Indeed, lobotomy wasn't the only barbarous mental health procedure of the era:
In the early 20th century, the number of patients residing in mental hospitals increased significantly[n 2] while little in the way of effective medical treatment was available.[n 3][9] Lobotomy was one of a series of radical and invasive physical therapies developed in Europe at this time which signaled a break with a psychiatric culture of therapeutic nihilism that had prevailed since the late nineteenth-century.[10] The new "heroic" physical therapies devised during this experimental era,[11] including malarial therapy for general paresis of the insane (1917),[12]deep sleep therapy (1920), insulin shock therapy (1933),cardiazol shock therapy (1934), and electroconvulsive therapy (1938),[13] helped to imbue the then therapeutically moribund and demoralised psychiatric profession with a renewed sense of optimism in the curability of insanity and the potency of their craft.[14] The success of the shock therapies, despite the considerable risk they posed to patients, also helped to accommodate psychiatrists to ever more drastic forms of medical intervention, including lobotomy.[11]

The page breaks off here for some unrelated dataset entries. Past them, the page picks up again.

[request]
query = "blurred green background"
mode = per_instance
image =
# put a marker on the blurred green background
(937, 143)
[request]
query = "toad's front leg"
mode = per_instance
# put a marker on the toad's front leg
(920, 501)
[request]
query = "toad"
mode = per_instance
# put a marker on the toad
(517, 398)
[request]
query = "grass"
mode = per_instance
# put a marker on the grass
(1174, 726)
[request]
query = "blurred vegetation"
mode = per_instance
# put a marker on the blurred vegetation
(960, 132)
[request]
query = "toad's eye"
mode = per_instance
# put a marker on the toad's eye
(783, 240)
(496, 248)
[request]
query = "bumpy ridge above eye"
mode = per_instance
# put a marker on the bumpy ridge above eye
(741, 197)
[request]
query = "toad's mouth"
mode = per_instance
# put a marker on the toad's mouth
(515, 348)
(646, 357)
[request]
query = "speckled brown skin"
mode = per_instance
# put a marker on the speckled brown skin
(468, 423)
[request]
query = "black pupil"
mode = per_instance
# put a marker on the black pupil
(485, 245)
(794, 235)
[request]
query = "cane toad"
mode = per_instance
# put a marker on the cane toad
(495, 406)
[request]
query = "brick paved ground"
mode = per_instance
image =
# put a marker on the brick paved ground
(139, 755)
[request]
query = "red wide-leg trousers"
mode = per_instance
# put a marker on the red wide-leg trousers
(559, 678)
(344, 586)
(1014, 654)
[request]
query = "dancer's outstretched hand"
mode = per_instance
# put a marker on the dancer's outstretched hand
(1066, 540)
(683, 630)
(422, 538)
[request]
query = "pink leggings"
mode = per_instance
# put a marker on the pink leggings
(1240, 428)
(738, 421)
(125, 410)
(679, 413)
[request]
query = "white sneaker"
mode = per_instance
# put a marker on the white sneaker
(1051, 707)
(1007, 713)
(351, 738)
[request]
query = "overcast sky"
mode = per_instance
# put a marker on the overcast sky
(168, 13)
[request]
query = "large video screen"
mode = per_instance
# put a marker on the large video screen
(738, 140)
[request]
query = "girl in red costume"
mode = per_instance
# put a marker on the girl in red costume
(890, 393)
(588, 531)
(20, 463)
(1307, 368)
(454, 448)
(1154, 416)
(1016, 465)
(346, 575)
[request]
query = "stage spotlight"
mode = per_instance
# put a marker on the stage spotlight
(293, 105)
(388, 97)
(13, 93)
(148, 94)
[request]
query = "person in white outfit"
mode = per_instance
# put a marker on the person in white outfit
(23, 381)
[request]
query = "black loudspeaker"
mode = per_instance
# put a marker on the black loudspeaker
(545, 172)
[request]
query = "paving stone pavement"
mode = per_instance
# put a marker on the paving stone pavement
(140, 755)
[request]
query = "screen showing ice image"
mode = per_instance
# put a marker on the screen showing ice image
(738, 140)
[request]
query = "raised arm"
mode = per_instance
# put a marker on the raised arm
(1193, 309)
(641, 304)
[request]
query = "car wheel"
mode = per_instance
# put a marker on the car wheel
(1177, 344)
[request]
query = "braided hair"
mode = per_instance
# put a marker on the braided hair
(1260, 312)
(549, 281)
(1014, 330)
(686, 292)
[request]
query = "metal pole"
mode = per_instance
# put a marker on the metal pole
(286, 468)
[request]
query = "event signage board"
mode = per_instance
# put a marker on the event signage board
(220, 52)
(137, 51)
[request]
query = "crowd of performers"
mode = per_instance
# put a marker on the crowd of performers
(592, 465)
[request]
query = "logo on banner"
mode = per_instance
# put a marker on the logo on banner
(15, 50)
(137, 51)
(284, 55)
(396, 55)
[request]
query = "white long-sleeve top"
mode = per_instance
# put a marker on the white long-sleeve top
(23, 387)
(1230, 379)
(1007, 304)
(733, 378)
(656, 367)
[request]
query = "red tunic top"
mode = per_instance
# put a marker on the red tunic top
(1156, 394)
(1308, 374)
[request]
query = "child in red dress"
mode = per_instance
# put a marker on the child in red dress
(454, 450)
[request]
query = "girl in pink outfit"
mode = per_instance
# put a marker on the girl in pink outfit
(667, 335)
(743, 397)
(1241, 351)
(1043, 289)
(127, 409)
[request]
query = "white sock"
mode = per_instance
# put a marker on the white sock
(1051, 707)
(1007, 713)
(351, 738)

The clinician-historian Joel Braslow argues that from malarial therapy onward to lobotomy, physical psychiatric therapies "spiral closer and closer to the interior of the brain" with this organ increasingly taking "center stage as a source of disease and site of cure."[15] For Roy Porter, once "the doyen" of medical history,[16] the often violent and invasive psychiatric interventions developed during the 1930s and 1940s are indicative of both the well-intentioned desire of psychiatrists to find some medical means of alleviating the suffering of the vast number of patients then in psychiatric hospitals and also the relative lack of social power of those same patients to resist the increasingly radical and even reckless interventions of asylum doctors.[17] From the perspective of the present, lobotomy has become a disparaged procedure, a byword for medical barbarism and an exemplary instance of the medical trampling of patients' rights.[18] This viewpoint is to ignore, however, the belief shared by many doctors, patients and family members of the period that, despite potentially catastrophic consequences, the results of lobotomy were seemingly positive in many instances or, at least, they were deemed as such when measured next to the apparent alternative of long-term institutionalisation. Lobotomy, if always controversial, was also for a time part of the medical mainstream, even feted, and regarded as a legitimate if desperate remedy for categories of patients who were otherwise regarded as hopeless.
So, while the "forgotten soldiers" story is awful, it's not outrageous. It's simply a reflection of a much different, if nonetheless quite recent, time.